It is professional misconduct for a lawyer to:
(a) violate or attempt to violate the Rules of Professional Conduct, knowingly assist or induce another to do so, or do so through the acts of another;
(b) commit a criminal act that reflects adversely on the lawyer's honesty, trustworthiness or fitness as a lawyer in other respects;
(c) engage in conduct involving dishonesty, fraud, deceit or misrepresentation;
(d) engage in conduct that is prejudicial to the administration of justice;
(e) state or imply an ability to influence improperly a government agency or official or to achieve results by means that violate the Rules of Professional Conduct or other law; or
(f) knowingly assist a judge or judicial officer in conduct that is a violation of applicable rules of judicial conduct or other law.
 A lawyer who, in the course of representing a client, knowingly manifests by words or conduct, bias or prejudice based upon race, sex, religion, national origin, disability, age, sexual orientation or socioeconomic status, violates paragraph (d) when such actions are prejudicial to the administration of justice. Legitimate advocacy respecting the foregoing factors does not violate paragraph (d). A trial judge's finding that peremptory challenges were exercised on a discriminatory basis does not alone establish a violation of this rule.
Thomas D., and Ronald D. Rotunda, eds. 2005 Selected Standards on
Who defines "legitimate advocacy"? Since this is a rule on reporting, this initial assessment is made by whomever chooses to report an attorney for allegedly violating the rule. The state licensing board would then, I presume, decide whether the accused attorney's advocacy falls within "legitimate" grounds.
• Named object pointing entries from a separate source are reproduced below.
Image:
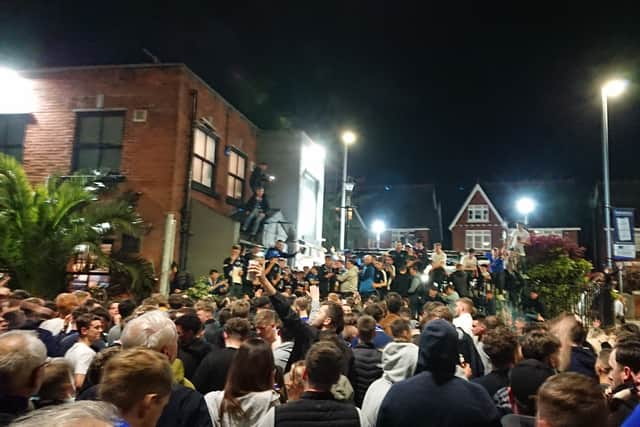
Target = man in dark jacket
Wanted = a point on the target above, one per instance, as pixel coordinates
(501, 345)
(256, 208)
(460, 282)
(22, 360)
(366, 359)
(259, 177)
(211, 375)
(436, 397)
(624, 377)
(327, 324)
(154, 330)
(317, 406)
(191, 348)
I must be skeptical of how legitimate is defined, by whomever defines it, because I fear that it is too easily definable narrowly to exclude advocacy of viewpoints not socially acceptable. While I can easily foresee our Solicitor General's advocacy against gay marriage being considered legitimate by state authorities, I can just as easily see how advocacy of attorneys for the Catholic Church or attorneys for associations with Catholic affiliation may not be considered legitimate advocacy. Yes?
Upon my first reflection, I too quickly thought the "legitimate advocacy" disclaimer eviscerated the rule, but upon further reflection my assessment has changed. I see now how the disclaimer may be used to enforce the rule discriminately.